A doença da saúde

Há uma semana foi lançada a Campanha da Fraternidade de 2012. O tema não poderia ser mais adequado: saúde. Dizem alguns que a saúde vai mal por conta da falta de recursos. Discordo. E peço licença para sustentar minha discordância viajando pelo planeta.

Começo meu “tour” pelas Filipinas. Constatou-se, naquele país, que um aumento de 10% nos níveis de corrupção reduziu a taxa de imunização infantil em 20%. De lá fui para a Bulgária, país no qual alguns médicos exigem dos pacientes “pequenos pagamentos informais ou presentes”, variando de US$ 10 a até US$ 1.000, em troca de um tratamento que deveria ser gratuito.

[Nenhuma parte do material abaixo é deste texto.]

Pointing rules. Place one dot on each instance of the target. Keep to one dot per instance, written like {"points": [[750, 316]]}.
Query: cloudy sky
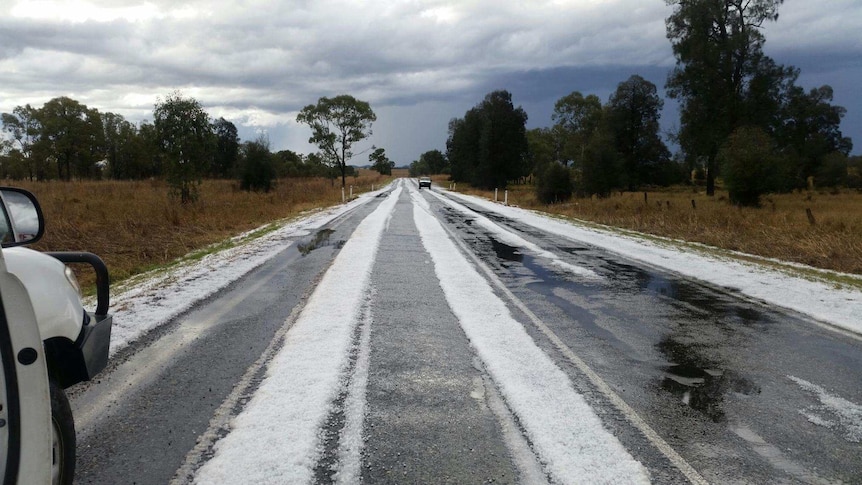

Minha escala seguinte seria Genebra, cidade na qual a ONG Transparência Internacional anunciou que a corrupção no setor de saúde em escala mundial chega a 15% dos US$ 3 trilhões correspondentes a seu gasto total. Segundo pesquisa realizada, as maiores vítimas desta falta de honestidade são os pobres, idosos e crianças.

Fui para o Reino Unido, onde descobri que medidas mais severas de controle reduziram a sangria causada pela corrupção e desperdício – conseguiu-se chegar ao “módico” valor de US$ 300 milhões.

Nos Estados Unidos da América, estima-se que 5% a 10% do orçamento da saúde seja desviado pela corrupção – o mesmo índice do distante Camboja. Na Rússia, inacreditáveis 56% dos atendimentos médicos do setor público somente acontecem após pagamento de propina.

Ainda sobre os EUA, descobriram que 90 mil representantes de indústrias farmacêuticas passam o ano distribuindo agrados e presentes para os médicos. Não satisfeitos, aqueles cavalheiros gastam anualmente US$ 2 bilhões financiando eventos e almoços para os gestores da saúde – que devem estar bem gordinhos…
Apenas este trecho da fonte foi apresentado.